Effect of poised cathodic potential on anodic ammonium nitrogen removal from domestic wastewater by air–cathode microbial fuel cells

• Published in: Bioresource technology Vol. 348; p. 126807
• Main Authors: Joel Koffi, N'dah, Okabe, Satoshi
• Format: Journal Article
• Language: English
• Published: England Elsevier Ltd 01.03.2022
• Subjects: Air–cathode microbial fuel cells (MFCs); Ammonium Compounds; Anodic ammonium oxidation; Bioelectric Energy Sources; Bioelectrochemical ammonium nitrogen oxidation; Denitrification; Electrodes; Nitrogen - analysis; Poised cathodic potential; Waste Water; Bioelectrochemical ammonium nitrogen oxidation; Anodic ammonium oxidation; Air–cathode microbial fuel cells (MFCs); Poised cathodic potential
• ISSN: 0960-8524; 1873-2976
• DOI: 10.1016/j.biortech.2022.126807

•The effect of poised air–cathode potential on NH4+-N removal was investigated.•The NH4+-N removal rate of 150 ± 13 g-NH4+-N/m3/d was achieved at +0.7 V vs. SHE.•Poising the air–cathode increases the current, promoting anodic nitrification.•High NH4+-N removal was due to enhancing both anodic and aerobic NH4+-N oxidation. Performances of anodic ammonia oxidation have been investigated for various bioelectrochemical systems at a wide range of poised anodic potentials in the literature.

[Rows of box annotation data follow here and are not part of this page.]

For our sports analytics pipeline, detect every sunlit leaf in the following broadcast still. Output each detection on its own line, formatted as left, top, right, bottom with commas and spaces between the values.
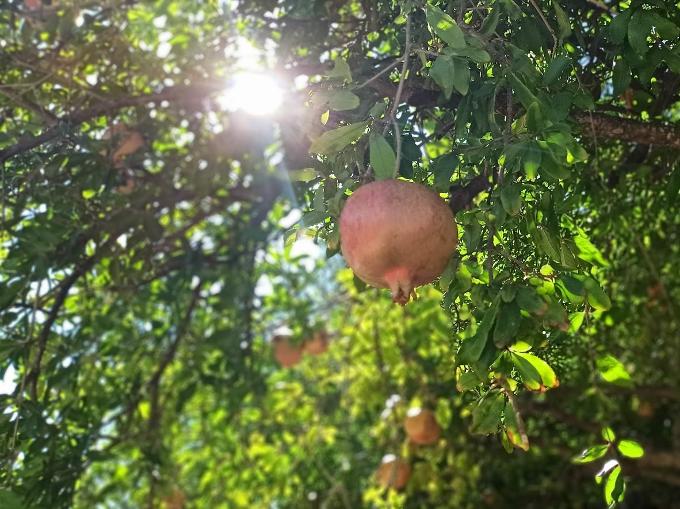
369, 134, 396, 180
309, 122, 368, 155
616, 440, 645, 459
426, 4, 465, 48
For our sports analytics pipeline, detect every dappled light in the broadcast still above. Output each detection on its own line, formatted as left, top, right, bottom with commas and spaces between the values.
0, 0, 680, 509
217, 72, 283, 116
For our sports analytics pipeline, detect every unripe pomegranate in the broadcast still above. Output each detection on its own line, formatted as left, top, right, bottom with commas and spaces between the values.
272, 332, 302, 368
303, 331, 328, 355
404, 408, 442, 445
340, 180, 458, 306
375, 454, 411, 490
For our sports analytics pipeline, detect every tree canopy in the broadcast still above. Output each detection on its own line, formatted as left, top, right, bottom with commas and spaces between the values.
0, 0, 680, 509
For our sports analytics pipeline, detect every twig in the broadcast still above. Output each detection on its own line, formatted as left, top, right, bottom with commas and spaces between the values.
26, 234, 119, 401
0, 88, 57, 125
392, 118, 401, 178
355, 56, 404, 90
586, 0, 611, 12
529, 0, 557, 55
449, 175, 492, 214
147, 281, 203, 509
390, 15, 411, 122
633, 235, 677, 316
0, 84, 219, 164
383, 14, 411, 178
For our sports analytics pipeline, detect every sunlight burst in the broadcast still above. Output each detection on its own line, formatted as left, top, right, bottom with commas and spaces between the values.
219, 73, 283, 115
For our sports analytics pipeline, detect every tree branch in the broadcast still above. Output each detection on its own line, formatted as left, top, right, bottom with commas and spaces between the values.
26, 233, 120, 401
0, 83, 221, 164
573, 111, 680, 149
368, 79, 680, 149
449, 175, 491, 215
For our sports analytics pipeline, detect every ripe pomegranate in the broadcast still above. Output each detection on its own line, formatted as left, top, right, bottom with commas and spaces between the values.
272, 330, 302, 368
304, 331, 328, 355
340, 180, 458, 306
375, 454, 411, 490
404, 408, 442, 445
163, 488, 186, 509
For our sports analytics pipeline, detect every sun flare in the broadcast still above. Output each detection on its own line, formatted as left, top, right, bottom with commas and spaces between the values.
220, 73, 283, 115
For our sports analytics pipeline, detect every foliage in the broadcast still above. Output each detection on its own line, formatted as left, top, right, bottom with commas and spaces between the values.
0, 0, 680, 508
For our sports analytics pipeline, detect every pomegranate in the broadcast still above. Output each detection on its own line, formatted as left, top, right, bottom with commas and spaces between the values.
340, 180, 458, 306
375, 454, 411, 490
272, 328, 302, 368
404, 408, 442, 445
304, 331, 328, 355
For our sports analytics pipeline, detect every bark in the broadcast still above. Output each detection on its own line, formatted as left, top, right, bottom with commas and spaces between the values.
573, 112, 680, 149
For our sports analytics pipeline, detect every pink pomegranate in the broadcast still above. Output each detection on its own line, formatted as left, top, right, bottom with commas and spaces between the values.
340, 180, 457, 306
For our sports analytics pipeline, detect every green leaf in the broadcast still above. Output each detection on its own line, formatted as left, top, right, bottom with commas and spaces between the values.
288, 168, 319, 182
501, 183, 522, 216
596, 355, 633, 387
648, 12, 680, 41
368, 101, 387, 118
605, 9, 632, 44
556, 274, 586, 304
302, 210, 326, 227
516, 286, 548, 315
0, 489, 27, 509
470, 391, 505, 435
493, 300, 522, 348
430, 152, 459, 193
328, 58, 352, 82
504, 404, 529, 451
309, 122, 368, 155
369, 134, 397, 180
571, 444, 609, 464
543, 55, 571, 86
459, 299, 498, 364
508, 73, 538, 110
569, 311, 586, 334
616, 440, 645, 458
552, 0, 571, 40
522, 143, 543, 180
628, 9, 652, 57
451, 58, 470, 95
511, 352, 560, 392
612, 60, 631, 97
583, 277, 612, 311
444, 46, 491, 64
602, 426, 616, 444
328, 90, 361, 111
456, 368, 484, 392
525, 103, 544, 132
604, 465, 626, 505
479, 8, 501, 35
430, 55, 454, 99
534, 224, 562, 263
425, 5, 466, 48
574, 231, 609, 267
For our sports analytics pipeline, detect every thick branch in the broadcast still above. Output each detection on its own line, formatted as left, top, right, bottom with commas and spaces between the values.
573, 112, 680, 149
26, 234, 120, 400
369, 80, 680, 149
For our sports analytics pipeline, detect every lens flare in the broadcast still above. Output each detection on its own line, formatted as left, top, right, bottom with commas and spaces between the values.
219, 73, 283, 116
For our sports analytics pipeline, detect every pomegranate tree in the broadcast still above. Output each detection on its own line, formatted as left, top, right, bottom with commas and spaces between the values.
340, 180, 457, 305
404, 408, 441, 445
375, 454, 411, 490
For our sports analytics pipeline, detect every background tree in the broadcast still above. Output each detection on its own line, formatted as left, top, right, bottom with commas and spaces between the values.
0, 0, 680, 508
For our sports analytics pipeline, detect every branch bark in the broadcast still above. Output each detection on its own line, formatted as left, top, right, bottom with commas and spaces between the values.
369, 79, 680, 150
573, 112, 680, 149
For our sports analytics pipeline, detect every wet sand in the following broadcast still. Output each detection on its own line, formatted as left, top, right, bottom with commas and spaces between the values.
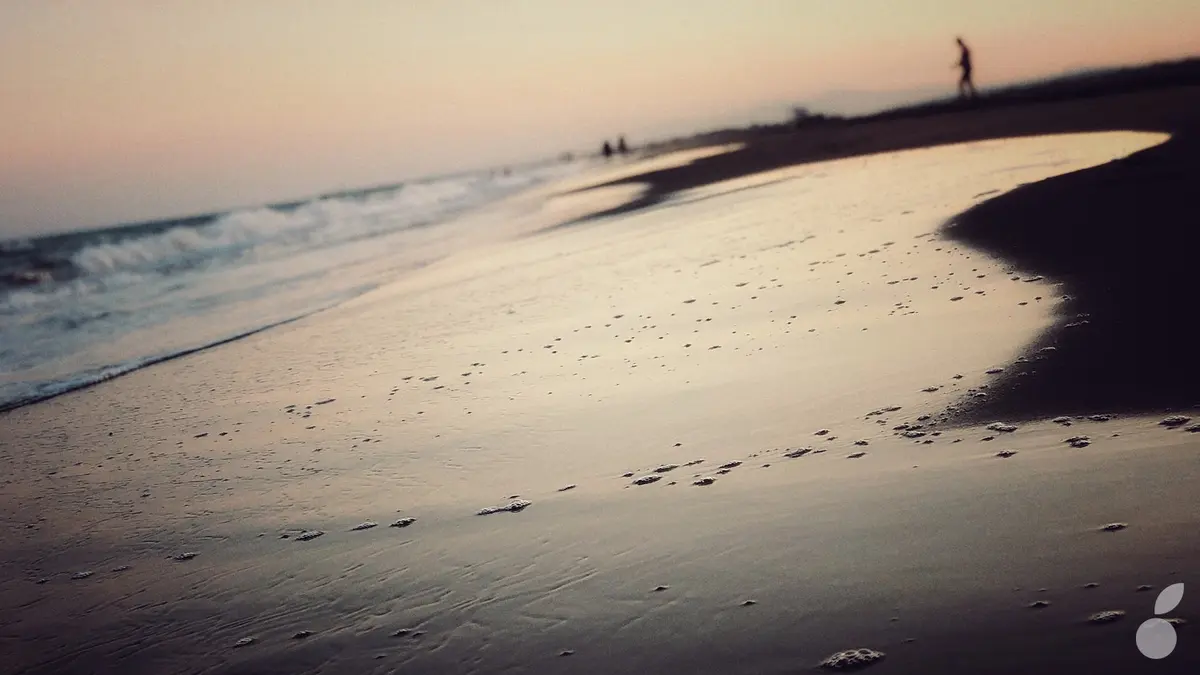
0, 91, 1200, 674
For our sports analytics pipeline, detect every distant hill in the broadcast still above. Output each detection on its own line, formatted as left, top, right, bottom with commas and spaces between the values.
643, 58, 1200, 154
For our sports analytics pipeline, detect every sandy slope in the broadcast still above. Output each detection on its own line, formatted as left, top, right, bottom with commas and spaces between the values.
0, 133, 1200, 673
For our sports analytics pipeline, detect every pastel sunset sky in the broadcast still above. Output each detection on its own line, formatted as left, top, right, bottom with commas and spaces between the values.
0, 0, 1200, 239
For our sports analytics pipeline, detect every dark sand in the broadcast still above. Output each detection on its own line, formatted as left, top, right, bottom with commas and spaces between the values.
0, 79, 1200, 674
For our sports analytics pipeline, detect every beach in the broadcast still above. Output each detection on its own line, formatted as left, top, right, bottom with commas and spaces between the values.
0, 89, 1200, 674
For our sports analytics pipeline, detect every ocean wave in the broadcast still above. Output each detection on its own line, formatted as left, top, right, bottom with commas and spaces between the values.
0, 158, 582, 410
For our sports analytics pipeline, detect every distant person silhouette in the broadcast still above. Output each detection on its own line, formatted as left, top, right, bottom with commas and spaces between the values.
956, 37, 979, 98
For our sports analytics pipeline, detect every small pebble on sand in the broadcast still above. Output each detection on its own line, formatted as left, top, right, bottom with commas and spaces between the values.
475, 500, 533, 515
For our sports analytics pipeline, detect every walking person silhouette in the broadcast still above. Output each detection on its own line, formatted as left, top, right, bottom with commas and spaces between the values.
956, 37, 979, 98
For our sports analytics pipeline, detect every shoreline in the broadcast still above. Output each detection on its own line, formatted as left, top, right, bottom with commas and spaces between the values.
0, 111, 1200, 675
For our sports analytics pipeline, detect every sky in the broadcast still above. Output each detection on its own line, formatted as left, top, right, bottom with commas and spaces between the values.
0, 0, 1200, 239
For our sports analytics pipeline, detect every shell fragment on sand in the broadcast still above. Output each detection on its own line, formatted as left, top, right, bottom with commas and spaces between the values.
1087, 609, 1124, 623
475, 500, 533, 515
820, 647, 884, 671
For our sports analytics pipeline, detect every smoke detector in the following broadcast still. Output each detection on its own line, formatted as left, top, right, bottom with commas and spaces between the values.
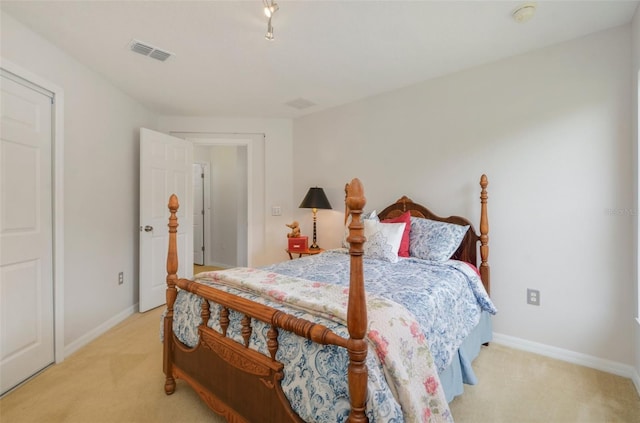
129, 40, 174, 62
511, 3, 537, 23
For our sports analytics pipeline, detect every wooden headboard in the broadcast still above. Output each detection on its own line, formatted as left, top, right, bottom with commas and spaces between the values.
378, 175, 490, 293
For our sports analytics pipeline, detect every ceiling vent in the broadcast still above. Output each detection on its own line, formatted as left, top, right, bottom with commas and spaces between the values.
129, 40, 174, 62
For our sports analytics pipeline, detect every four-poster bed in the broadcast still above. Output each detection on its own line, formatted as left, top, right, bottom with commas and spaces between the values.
163, 175, 493, 422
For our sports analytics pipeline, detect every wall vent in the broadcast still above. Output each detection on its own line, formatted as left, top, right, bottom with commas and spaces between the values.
129, 40, 174, 62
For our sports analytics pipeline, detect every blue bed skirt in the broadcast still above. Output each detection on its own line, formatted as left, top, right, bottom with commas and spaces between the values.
440, 311, 493, 402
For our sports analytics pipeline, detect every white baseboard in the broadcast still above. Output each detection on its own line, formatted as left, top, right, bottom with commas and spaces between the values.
64, 304, 138, 358
492, 333, 640, 395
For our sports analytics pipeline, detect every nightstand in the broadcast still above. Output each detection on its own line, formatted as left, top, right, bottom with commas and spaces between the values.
285, 248, 324, 260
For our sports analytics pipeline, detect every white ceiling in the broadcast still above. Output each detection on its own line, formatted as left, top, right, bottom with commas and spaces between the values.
0, 0, 638, 118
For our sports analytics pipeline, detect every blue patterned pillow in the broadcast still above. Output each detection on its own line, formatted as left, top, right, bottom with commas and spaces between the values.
409, 216, 469, 261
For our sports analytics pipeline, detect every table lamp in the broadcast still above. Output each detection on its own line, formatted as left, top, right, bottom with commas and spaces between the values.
299, 187, 331, 250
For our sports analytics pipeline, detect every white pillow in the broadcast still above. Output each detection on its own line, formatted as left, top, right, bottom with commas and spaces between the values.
364, 219, 406, 263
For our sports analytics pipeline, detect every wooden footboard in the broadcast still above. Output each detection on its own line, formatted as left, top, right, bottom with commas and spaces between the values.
163, 179, 368, 422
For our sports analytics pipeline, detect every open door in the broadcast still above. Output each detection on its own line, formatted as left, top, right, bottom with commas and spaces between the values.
139, 128, 193, 312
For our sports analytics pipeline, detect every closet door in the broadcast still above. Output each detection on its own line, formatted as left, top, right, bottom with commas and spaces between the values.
0, 71, 54, 393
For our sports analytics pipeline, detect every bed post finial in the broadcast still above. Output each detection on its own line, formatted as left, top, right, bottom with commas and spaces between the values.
345, 178, 368, 423
163, 194, 180, 395
480, 174, 491, 294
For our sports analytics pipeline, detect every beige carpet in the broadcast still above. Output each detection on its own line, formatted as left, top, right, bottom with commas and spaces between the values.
0, 308, 640, 423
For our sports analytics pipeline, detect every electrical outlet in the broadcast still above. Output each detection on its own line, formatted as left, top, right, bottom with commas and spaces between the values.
527, 289, 540, 305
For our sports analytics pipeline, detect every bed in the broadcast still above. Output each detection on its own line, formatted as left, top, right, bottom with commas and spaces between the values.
161, 175, 495, 422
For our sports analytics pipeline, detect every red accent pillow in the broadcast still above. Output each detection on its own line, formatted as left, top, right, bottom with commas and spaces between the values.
381, 211, 411, 257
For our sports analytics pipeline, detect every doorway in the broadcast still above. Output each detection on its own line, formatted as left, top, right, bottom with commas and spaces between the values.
193, 142, 248, 268
169, 131, 265, 267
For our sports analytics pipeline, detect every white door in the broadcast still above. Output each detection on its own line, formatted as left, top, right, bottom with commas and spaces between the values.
193, 163, 205, 266
139, 128, 193, 312
0, 73, 54, 393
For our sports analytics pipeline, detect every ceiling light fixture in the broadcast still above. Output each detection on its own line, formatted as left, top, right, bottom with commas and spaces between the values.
262, 0, 280, 41
511, 2, 536, 23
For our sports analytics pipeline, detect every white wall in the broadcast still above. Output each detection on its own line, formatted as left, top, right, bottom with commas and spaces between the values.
293, 26, 635, 366
631, 7, 640, 392
158, 116, 298, 266
1, 13, 156, 352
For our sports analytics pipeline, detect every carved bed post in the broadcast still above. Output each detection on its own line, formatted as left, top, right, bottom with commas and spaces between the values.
163, 194, 180, 395
345, 178, 368, 423
480, 175, 491, 294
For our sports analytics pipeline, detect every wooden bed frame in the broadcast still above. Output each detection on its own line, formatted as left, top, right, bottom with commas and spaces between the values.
163, 175, 489, 423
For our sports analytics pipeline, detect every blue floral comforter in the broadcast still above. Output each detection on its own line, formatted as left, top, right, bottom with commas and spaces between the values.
263, 249, 496, 372
173, 249, 495, 423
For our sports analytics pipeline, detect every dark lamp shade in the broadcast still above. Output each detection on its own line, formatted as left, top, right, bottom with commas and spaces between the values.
299, 187, 331, 209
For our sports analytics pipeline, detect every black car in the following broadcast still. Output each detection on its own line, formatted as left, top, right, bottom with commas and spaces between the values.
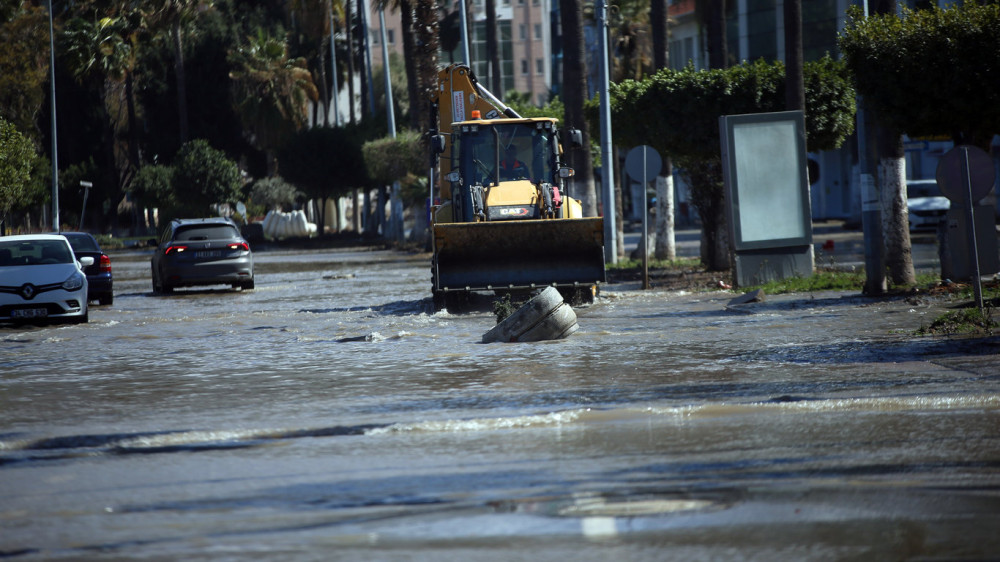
150, 217, 254, 293
48, 232, 115, 305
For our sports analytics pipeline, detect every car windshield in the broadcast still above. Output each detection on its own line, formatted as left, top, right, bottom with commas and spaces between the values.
66, 235, 101, 252
174, 224, 239, 242
0, 240, 74, 267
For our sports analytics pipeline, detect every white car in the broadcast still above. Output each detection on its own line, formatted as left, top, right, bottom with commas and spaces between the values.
0, 234, 94, 324
906, 180, 951, 230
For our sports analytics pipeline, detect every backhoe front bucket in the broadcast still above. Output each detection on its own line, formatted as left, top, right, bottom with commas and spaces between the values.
433, 218, 607, 293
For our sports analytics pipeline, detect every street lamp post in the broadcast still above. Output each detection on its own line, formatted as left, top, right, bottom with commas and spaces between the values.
49, 0, 59, 232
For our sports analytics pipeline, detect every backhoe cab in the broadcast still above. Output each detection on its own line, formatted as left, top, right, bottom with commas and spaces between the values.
431, 65, 606, 307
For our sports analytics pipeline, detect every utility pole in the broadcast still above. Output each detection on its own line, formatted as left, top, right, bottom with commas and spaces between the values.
594, 0, 618, 263
49, 0, 59, 232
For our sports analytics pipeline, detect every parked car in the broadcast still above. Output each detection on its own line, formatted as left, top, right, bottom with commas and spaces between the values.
0, 234, 94, 324
49, 232, 115, 305
906, 180, 951, 231
150, 217, 254, 293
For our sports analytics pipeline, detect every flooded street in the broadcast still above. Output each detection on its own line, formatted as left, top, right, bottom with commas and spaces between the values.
0, 249, 1000, 561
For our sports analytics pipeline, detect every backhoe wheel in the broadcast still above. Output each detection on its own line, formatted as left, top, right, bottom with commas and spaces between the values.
559, 285, 597, 306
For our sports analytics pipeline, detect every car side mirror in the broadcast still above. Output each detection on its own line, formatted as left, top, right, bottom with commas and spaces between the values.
566, 129, 583, 148
431, 135, 444, 154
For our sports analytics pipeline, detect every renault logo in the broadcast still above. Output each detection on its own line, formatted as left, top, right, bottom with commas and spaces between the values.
21, 283, 35, 301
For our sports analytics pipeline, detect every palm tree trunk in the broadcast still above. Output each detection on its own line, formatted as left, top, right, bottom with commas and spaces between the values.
173, 16, 188, 144
876, 130, 917, 285
486, 0, 504, 96
643, 0, 677, 260
559, 0, 597, 217
344, 0, 355, 125
784, 0, 806, 111
398, 0, 423, 131
410, 0, 440, 131
708, 0, 729, 68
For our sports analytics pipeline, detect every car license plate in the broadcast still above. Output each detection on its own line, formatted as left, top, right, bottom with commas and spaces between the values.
10, 308, 49, 318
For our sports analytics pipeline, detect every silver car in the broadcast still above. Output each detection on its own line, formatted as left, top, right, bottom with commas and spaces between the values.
151, 217, 254, 293
906, 180, 951, 231
0, 234, 94, 324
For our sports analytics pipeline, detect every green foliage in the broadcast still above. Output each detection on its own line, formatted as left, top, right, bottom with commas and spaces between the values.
0, 2, 49, 137
229, 30, 319, 149
361, 131, 430, 185
59, 17, 135, 81
604, 56, 855, 159
0, 117, 38, 217
916, 306, 1000, 336
173, 139, 242, 216
840, 2, 1000, 148
278, 127, 369, 199
247, 176, 303, 210
132, 165, 177, 212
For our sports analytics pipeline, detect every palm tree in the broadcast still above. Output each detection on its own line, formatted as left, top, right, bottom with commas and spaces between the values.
649, 0, 677, 260
60, 11, 139, 223
136, 0, 201, 144
484, 0, 503, 94
559, 0, 597, 217
410, 0, 440, 131
229, 30, 319, 176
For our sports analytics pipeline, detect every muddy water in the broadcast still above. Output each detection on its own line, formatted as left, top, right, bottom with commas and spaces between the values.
0, 247, 1000, 560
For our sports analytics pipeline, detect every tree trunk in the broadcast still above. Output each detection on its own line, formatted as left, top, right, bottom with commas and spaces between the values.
611, 146, 620, 259
878, 131, 917, 285
681, 160, 731, 271
784, 0, 806, 111
649, 0, 670, 72
708, 0, 729, 68
654, 171, 677, 260
396, 0, 423, 131
486, 0, 504, 96
649, 0, 677, 260
351, 188, 362, 234
559, 0, 597, 217
313, 44, 336, 127
872, 0, 916, 285
344, 0, 356, 125
173, 16, 188, 144
410, 0, 440, 133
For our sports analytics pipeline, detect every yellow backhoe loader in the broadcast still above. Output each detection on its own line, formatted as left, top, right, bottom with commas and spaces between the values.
431, 64, 606, 308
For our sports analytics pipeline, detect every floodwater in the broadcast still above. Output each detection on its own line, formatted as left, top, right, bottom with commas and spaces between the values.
0, 246, 1000, 561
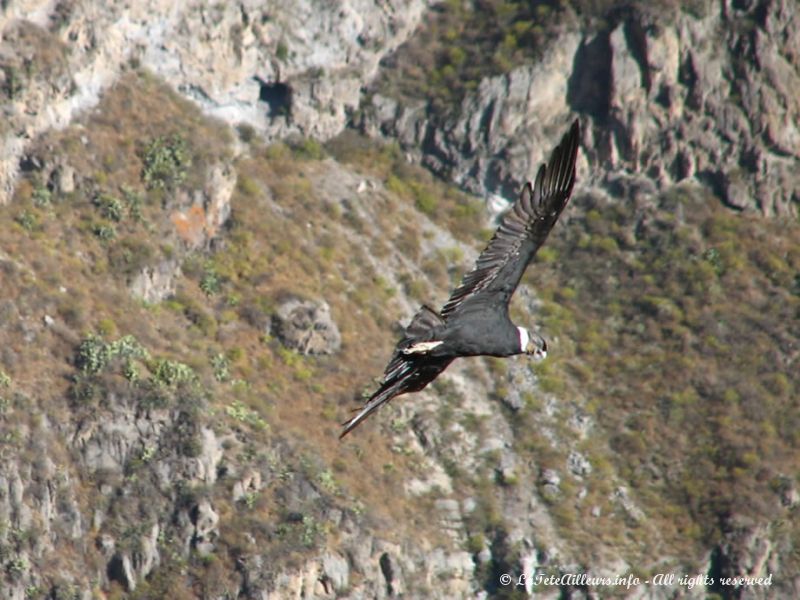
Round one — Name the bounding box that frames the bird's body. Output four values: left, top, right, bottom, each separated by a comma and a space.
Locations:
340, 121, 580, 437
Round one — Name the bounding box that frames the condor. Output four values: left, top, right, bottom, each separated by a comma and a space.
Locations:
339, 120, 580, 438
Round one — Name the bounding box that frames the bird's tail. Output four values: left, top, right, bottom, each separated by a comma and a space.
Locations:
339, 306, 452, 439
339, 379, 405, 439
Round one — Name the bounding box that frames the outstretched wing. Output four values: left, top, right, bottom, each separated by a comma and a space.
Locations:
441, 119, 580, 319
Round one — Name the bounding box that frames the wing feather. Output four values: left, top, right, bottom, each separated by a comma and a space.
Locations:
440, 119, 580, 319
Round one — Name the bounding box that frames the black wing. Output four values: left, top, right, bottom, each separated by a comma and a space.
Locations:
441, 119, 580, 319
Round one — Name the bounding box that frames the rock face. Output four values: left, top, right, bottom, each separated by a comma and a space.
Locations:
272, 298, 342, 354
362, 0, 800, 216
0, 0, 428, 204
0, 0, 800, 600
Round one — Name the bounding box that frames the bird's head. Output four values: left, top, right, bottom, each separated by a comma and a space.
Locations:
517, 327, 547, 360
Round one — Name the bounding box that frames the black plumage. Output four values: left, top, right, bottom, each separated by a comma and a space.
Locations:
340, 120, 580, 437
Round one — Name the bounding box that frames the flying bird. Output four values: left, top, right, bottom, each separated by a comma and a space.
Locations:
339, 119, 580, 438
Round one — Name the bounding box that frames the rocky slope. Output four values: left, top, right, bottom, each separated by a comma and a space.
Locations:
362, 0, 800, 217
0, 0, 800, 600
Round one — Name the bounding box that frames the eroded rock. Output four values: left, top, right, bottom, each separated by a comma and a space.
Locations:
272, 298, 342, 354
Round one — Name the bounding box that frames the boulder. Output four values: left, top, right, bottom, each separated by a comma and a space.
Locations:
272, 298, 342, 354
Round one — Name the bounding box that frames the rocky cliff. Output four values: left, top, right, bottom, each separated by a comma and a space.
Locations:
0, 0, 800, 600
361, 0, 800, 216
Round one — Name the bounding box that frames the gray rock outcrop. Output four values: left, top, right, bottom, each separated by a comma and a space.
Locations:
0, 0, 429, 204
361, 0, 800, 216
272, 298, 342, 354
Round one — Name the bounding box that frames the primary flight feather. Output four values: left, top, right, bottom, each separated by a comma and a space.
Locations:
339, 120, 580, 437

The effect of poised cathodic potential on ammonium nitrogen (NH4+-N) and total nitrogen (TN, sum of NH4+-N, NO2–-N, and NO3–-N) removal from domestic wastewater by single chamber air–cathode microbial fuel cells (MFCs) was investigated. Poising the air–cathode potential at +0.7 V vs. SHE significantly increased current generation (from 11 ± 1 mA to 22.8 ± 5 mA) and oxygen permeation into the MFC through the air–cathode (from 75.4 ± 1.2 g-O2/m3/d to 151 ± 3.7 g-O2/m3/d), which consequently resulted in a high NH4+-N removal rate of 150 ± 13 g-NH4+-N/m3/d and TN removal rate of 63 ± 16 g-TN/m3/d. These high NH4+-N and TN removal rates could be attributed to the enhancement of dual respiratory pathways: the electrode-assisted anodic and aerobic NH4+ oxidation.